Irene Neal Acrylic Painting on Panel "Fan Tracery"
Item Details
Irene Neal (American, b. 1938)
Fan Tracery, 1994
acrylic on panel
inscribed to the verso; Irene Neal/ August 1994/ ‘Fan Tracery’
34′ × 25′
Provenance
The Lucy Baker and Kenworth Moffett Collection of New New Group Painters
An acrylic painting on panel titled Fan Tracery by New New painter Irene Neal, executed in August of 1994. The rhythms and relationships of the colors, shapes and forms are inspired by the emotions invoked by the natural beauty of the earth. The shimmering tones are reminiscent of underwater bioluminescence and pearly light of the moon and the red and gold colors inspired by the warm glow of a setting sun. The spontaneous and free-form acrylic application allows the color to shape itself. Neal is often noted as a ‘process painter’ similar to process seen in Pollock’s drip phase.

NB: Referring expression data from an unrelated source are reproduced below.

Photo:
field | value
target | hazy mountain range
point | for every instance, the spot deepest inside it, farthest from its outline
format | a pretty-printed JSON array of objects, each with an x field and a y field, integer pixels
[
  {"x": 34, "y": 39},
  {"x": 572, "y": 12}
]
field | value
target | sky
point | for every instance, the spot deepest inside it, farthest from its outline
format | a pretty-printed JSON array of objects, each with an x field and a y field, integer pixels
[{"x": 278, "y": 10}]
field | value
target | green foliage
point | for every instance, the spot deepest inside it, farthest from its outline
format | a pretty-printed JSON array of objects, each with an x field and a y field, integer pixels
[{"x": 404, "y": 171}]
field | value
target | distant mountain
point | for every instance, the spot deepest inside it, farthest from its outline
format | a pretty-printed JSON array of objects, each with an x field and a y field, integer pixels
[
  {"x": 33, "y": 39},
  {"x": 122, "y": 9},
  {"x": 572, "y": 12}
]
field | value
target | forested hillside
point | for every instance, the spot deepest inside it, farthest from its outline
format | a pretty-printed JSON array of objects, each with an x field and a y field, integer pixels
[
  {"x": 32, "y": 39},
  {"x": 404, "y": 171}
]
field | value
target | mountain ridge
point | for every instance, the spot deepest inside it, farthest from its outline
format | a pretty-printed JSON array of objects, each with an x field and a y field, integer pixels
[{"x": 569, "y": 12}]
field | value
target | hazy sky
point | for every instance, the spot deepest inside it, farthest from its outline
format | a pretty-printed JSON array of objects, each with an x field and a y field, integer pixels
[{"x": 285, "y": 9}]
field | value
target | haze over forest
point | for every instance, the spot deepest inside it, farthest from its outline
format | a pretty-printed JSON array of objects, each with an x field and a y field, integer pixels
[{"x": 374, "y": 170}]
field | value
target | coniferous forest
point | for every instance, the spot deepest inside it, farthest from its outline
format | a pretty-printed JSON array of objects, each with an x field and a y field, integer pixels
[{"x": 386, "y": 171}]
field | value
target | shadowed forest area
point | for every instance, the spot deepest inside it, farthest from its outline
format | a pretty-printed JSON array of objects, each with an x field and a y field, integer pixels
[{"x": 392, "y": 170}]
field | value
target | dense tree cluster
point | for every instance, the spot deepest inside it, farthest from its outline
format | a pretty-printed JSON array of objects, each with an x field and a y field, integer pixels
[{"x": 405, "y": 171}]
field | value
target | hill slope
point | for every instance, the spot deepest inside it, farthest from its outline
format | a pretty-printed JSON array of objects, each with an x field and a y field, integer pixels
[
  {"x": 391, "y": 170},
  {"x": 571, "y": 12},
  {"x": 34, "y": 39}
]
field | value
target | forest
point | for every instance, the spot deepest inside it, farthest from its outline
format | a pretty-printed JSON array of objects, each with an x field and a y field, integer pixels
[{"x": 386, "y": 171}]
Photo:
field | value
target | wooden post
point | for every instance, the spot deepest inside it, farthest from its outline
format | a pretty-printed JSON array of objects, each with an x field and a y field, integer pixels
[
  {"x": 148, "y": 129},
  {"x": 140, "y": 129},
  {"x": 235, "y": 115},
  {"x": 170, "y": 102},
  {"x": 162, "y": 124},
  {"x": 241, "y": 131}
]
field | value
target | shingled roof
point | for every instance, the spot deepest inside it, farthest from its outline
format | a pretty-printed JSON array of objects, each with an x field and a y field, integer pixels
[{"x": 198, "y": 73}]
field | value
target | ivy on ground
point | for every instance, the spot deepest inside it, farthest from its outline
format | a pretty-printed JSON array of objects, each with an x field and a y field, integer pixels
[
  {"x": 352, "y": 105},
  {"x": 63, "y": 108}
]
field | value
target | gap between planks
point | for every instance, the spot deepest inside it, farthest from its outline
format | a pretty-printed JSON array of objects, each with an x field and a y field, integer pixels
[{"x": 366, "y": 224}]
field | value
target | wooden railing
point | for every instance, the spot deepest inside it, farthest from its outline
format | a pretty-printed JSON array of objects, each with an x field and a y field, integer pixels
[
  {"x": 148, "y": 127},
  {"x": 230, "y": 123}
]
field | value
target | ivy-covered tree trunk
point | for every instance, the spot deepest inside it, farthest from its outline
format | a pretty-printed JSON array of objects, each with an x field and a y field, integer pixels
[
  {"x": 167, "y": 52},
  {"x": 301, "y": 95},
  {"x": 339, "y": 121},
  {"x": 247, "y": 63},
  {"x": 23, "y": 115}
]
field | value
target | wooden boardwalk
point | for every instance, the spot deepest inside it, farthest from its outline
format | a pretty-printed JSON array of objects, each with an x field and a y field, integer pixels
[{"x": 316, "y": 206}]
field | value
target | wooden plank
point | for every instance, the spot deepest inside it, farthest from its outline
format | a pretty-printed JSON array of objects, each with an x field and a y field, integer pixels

Irene Neal received her B.A at Wilson College in Chambersburg, Pennsylvania in 1958. She also received education from the School of Visual Arts in Brazil (1976-77), Memphis State University (1979-80), and the University of Bridgeport (1982-83). She attend the Triangle Art Workshop in Pine Plains, NY in 1985. Member of the New New Painters, a group of artists brought together by the first curator of modern and contemporary art at the Boston Museum of Fine Arts, Dr. Kenworth Moffett in 1978. Her applications of acrylic gel were at the fore front contemporary art and their free form abstraction inspired by Jackson Pollock, the Abstract Expressionists, and the Color Field Painters.